Anziché ancorarsi alla parola queer di tendenza, forse un riferimento all'Ulisse di Omero - uno straniero in terre straniere - avrebbe aiutato ad ampliare la visuale. Ci saremmo accontentati di un richiamo - in omaggio alla città che ospita l'evento - a un altro grande viaggiatore in terre sconosciute come Marco Polo, a 700 anni dalla sua morte. No. Avremmo anche apprezzato, dopo 123 anni dalla nascita della psicoanalisi, un ulteriore approfondimento sul concetto che in fondo ciascuno di noi, a causa dell'inconscio, è straniero in primo luogo a se stesso. Niente da fare. Qui, per esporre e vincere premi, i requisiti - nobili in teoria - sono: provenienza dal Terzo o Quarto mondo, appartenenza alle categorie dei marginalizzati, dei poveri, degli oppressi. Purtroppo, però, la pietas umanitaria di Pedrosa scivola nel conformismo dei non conformisti e vi si adatta. Per essere invitati alla sua biennale, sembra che si debba aver militato in collettivi, preferibilmente femministi. Necessario anche dichiararsi fluidi, strizzare l'occhio alle norme comportamentali LGBTQIA+ (lesbiche, gay, bisessuali, transgender, queer, intersessuali, asessuali).
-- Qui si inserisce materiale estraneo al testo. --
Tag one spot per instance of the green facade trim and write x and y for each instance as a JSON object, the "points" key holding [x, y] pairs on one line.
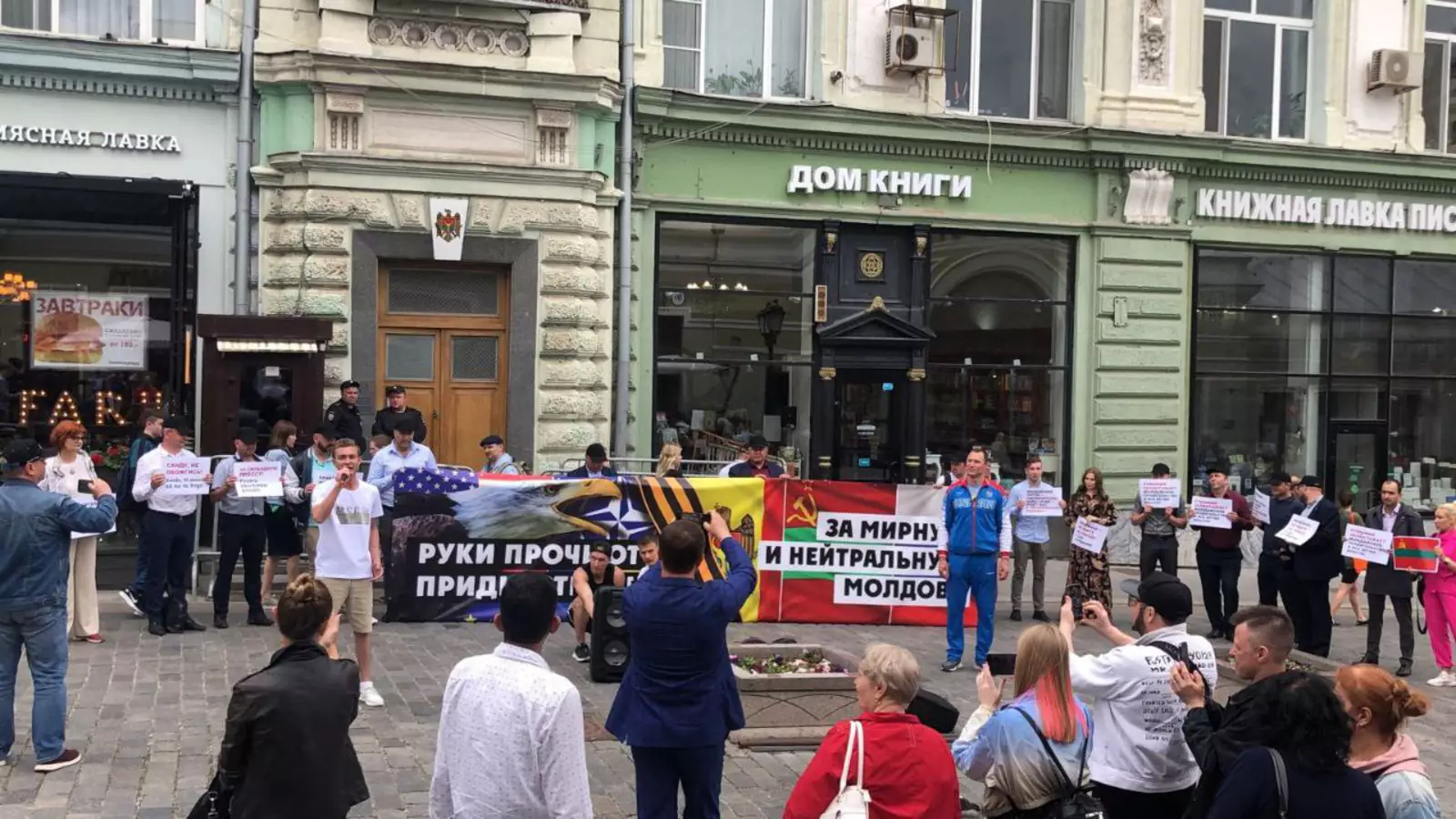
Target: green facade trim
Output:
{"points": [[286, 120]]}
La qualità artistica? Una gradita opzione, se capita. Prevalgono le dichiarazioni d'intenti: recriminazione anticolonialista, protesta in stile gay pride, o documentario, proposta di opere folk che sembrano provenire da artigianato Maori, Nigeriano o Carioca. Arazzi, ricami, patchwork vari, il cui valore è dato quasi esclusivamente dall'etnia, o dalle orientazioni sessuali non tradizionali di chi li ha realizzati. Tanto colore, tanta pittura - un valore se non fosse per lo più raffazzonata, approssimativa, carnevalesca. Ricorderemo questa edizione 2024, nel complesso, come una sfavillante Babele. Sì, stranieri ovunque, anche noi a casa nostra. Va detto che almeno il titolo, questo strano (o queer o che?) direttore l'ha azzeccato.